The seven characters donned the roles of officers of a fictional nation called ‘The Nation’ in a not-too-distant dystopian scenario. The core focus of the seven officers from the dystopian setting of ‘The Nation’ was to ask the participating audience portrayed as citizens of ‘The Nation’ to choose between two specific colours – red and blue. The audience before choosing the two colours had to go through lengthy specific terms and conditions.
At the start of the theatre, the incoming online audience was introduced to a symbol of ‘The Nation’ as displayed on their respective screens, followed by encounters with the officers of the authoritarian fictional nation.
After choosing the two colours with red being the superior one over blue, the audience members who chose red were then shown propaganda videos comprising ‘glorious history’ of the ‘red people’ and how they are superior leaders.
‘A dictum of law’ was then read to the ‘red audience’ telling them that ‘the blue people should be subservient and always obey the red people’.
The Wire reached out to some of the performers to simplify the complicated performance.
Raina Bhattacharya, who played the role of officer 1, said, “When the audience enters the room, they are asked to choose between two colours, red and blue. Since we did not want to collect any sensitive data about the audience members’ identity, we chose to collect their choice of colour – red and blue. That became the sensitive data point, based on which a hierarchy was created, and discrimination was normalised.”
To juxtapose the issue of data harvesting by authoritarian regimes for citizens’ profiling with that of the immersive theatre plot, Bhattacharya said that as people give details about their identity pertaining to gender, preferences, caste, sexual orientation, likes, dislikes etc. on social media platforms, the choice of colours provided to the audience was itself made as a sensitive factor, through which a social hierarchy was created.

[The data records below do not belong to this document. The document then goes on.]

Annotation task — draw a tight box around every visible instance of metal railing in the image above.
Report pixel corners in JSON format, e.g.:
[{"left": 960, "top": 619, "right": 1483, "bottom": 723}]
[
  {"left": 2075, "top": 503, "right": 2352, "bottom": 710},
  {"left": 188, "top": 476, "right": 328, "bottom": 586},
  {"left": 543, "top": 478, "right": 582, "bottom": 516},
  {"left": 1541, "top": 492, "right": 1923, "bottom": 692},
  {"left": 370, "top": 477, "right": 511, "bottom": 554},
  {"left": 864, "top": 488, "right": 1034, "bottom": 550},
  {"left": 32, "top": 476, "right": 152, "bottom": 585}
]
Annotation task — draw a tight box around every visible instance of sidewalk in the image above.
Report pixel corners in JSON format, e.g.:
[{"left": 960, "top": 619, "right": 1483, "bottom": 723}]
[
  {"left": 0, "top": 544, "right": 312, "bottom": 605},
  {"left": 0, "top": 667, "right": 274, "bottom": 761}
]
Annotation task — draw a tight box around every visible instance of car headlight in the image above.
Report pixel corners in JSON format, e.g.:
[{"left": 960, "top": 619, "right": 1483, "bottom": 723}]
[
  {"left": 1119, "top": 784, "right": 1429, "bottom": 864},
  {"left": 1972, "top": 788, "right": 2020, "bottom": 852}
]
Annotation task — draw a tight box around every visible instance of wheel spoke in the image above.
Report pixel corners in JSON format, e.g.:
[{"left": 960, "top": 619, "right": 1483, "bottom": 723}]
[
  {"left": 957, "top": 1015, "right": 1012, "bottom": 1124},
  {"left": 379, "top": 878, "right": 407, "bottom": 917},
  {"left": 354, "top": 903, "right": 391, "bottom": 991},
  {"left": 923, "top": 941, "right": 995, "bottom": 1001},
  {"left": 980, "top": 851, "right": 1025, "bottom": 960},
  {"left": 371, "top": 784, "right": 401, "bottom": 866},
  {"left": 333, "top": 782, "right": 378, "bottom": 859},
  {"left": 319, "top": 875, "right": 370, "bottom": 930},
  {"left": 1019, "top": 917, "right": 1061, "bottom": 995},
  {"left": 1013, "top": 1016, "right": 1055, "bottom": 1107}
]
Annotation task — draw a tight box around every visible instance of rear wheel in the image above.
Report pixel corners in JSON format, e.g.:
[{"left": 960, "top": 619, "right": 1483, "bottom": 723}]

“This choice was collected from the audience after them agreeing to a set of terms and conditions sent to them via chat. This is similar to the very terms and conditions that we encounter in real life and the clauses which state what can be done with that data. Just like sensitive information collected can be used to profile people, in this instance, the choice was colour,” she said.
Another performer Devanshi Mankotia from Uttarakhand said, “The performance made me think about the information taken and based upon which biases can be created in society.”
Abhinav Jaision from Bengaluru said, “The play questioned my own ethics and where I stand. What matters the most is to bring a change in other people.”
Manmeet Singh, another performer from Chandigarh said, “Through this play, we got to understand dissent, democracy and hierarchy among other narratives which surround us. The onus was to share the narrative experiences with the audience and to facilitate it.”